Southern Launch strives to be the Polar Earth Orbit launch operator of choice as well as provide fit for purpose, robust and cost effective space vehicle ascent avionics.
Australia is in danger of being left behind in the space race. Although Australian GDP contributes 1.8% of the global economy, Australia only owns 0.8% of the global space economy. Since 2015 the global space economy has grown at a rate of 9.52% per annum compared to a world GDP growth rate of 2.87% and Australian GDP growth of less than 2%. Of key interest is that the worldwide small satellite industry is expected to grow from 28 satellites launched in 2008 to over 3000 by 2020 representing a very large technology investment that will surpass the total number of satellites already on orbit around the Earth. This exponential growth in satellite use is indicative of the shift in focus away from space being used primarily for Defence applications towards commercial Earth observation operations that now consume 73% of all satellite operations as of 2016.

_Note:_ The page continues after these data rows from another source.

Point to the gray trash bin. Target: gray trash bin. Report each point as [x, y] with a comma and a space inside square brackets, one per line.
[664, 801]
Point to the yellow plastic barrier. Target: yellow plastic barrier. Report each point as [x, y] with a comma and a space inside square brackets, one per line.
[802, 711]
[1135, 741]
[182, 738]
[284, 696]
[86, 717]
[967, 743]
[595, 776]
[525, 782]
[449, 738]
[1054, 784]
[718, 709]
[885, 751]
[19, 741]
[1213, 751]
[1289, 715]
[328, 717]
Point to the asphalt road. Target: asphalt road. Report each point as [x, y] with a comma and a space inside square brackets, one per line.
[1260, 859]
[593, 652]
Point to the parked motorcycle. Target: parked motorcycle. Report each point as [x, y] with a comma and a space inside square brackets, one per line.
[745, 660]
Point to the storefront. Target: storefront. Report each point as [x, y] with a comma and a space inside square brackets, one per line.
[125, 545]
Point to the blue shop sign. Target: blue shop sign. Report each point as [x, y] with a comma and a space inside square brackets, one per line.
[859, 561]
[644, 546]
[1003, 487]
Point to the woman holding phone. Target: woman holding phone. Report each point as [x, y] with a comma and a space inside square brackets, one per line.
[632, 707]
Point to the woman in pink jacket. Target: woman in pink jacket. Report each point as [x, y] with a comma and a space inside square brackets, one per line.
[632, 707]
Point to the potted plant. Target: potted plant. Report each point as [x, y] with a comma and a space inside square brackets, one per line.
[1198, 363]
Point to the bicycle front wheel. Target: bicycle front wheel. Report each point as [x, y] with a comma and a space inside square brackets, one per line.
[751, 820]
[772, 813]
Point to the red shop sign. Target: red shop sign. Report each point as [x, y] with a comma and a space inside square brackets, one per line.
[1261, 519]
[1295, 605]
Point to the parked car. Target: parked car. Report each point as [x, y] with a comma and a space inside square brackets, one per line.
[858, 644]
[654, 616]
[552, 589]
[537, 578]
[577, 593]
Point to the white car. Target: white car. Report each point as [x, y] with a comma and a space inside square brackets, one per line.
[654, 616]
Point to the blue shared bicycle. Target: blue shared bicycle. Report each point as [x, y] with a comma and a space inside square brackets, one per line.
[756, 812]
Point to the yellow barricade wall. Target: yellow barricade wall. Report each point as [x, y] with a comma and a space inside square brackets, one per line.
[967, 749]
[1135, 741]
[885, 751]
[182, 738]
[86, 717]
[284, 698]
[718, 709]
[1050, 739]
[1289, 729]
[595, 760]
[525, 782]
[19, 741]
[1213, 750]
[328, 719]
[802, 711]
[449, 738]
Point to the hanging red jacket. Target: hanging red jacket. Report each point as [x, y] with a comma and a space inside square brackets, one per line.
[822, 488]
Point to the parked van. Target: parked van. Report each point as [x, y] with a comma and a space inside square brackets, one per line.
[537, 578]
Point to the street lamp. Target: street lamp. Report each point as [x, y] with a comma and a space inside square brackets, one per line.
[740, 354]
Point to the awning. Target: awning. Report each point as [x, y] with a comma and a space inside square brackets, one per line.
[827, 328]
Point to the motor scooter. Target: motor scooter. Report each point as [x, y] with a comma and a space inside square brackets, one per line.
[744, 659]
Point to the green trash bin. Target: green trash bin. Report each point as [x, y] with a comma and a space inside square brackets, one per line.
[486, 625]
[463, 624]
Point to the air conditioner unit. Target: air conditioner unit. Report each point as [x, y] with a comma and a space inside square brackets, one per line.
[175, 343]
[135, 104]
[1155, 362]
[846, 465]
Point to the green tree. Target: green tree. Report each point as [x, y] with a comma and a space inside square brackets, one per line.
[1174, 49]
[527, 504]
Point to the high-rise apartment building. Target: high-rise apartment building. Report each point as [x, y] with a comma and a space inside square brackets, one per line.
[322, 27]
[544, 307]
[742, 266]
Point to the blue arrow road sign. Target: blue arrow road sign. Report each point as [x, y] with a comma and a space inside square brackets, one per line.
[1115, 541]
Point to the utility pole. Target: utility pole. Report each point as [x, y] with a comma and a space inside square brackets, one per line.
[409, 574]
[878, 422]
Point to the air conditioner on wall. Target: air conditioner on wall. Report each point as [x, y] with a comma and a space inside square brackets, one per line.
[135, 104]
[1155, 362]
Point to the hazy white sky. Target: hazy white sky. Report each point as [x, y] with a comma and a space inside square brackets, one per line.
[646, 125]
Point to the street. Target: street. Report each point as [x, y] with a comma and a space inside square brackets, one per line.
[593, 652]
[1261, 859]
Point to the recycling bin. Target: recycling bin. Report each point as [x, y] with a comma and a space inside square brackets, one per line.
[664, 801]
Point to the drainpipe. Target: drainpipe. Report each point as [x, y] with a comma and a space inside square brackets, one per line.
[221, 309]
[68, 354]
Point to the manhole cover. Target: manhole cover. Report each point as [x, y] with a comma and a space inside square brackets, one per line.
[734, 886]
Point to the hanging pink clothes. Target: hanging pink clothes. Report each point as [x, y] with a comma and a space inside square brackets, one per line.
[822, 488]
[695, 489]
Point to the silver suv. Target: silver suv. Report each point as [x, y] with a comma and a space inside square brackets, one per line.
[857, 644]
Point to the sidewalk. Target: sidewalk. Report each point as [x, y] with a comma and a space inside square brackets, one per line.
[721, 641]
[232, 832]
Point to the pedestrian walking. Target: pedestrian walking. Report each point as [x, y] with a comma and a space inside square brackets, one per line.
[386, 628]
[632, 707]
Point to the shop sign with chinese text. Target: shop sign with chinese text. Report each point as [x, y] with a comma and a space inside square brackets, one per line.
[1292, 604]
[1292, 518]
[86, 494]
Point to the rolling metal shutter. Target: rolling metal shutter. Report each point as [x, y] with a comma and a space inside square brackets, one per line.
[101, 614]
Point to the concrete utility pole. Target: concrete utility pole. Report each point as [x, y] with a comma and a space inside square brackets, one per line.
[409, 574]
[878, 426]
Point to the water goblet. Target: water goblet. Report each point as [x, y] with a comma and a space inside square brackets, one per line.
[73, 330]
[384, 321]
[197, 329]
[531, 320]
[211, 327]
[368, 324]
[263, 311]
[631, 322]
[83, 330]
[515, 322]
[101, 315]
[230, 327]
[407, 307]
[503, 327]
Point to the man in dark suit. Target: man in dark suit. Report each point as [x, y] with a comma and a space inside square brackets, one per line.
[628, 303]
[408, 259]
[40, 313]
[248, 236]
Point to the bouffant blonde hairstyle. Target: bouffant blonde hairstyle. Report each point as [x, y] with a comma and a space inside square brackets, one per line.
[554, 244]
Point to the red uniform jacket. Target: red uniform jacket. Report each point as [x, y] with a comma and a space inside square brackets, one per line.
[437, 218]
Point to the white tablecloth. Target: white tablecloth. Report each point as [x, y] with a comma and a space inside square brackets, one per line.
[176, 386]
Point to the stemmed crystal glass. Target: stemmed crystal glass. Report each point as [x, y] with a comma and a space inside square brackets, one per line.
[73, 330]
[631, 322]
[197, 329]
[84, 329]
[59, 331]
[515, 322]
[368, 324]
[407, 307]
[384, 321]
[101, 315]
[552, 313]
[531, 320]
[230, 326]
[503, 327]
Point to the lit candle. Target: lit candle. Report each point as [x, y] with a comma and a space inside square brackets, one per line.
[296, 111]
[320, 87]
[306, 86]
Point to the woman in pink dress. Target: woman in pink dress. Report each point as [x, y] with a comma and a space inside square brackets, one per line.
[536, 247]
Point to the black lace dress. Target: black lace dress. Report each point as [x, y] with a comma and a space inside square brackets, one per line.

Due to advances in satellite technologies, operations that were historically only possible using large spacecraft operating in Geostationary Earth Orbits (GEO), are now possible with small nano- and micro-satellites in Low Earth Orbit (LEO). This spacecraft orbit altitude change from approximately 36000km down to 1000km, with the resulting reduction in requisite satellite size from more than 500kg to less than 100kg, represents an order of magnitude reduction in design, construction and launch costs. This has reduced the barrier to entry for satellite design and manufacture allowing Australian universities and small startups to enter the market.
With the closure of motor vehicle manufacturing in Australia there is a need for a refocus on newer, more futuristic technologies. The known multiplicative effect of investments in the high technology space industry has across the broader economy provides Australia with the opportunity to become a gateway to space and and international leader in space technologies.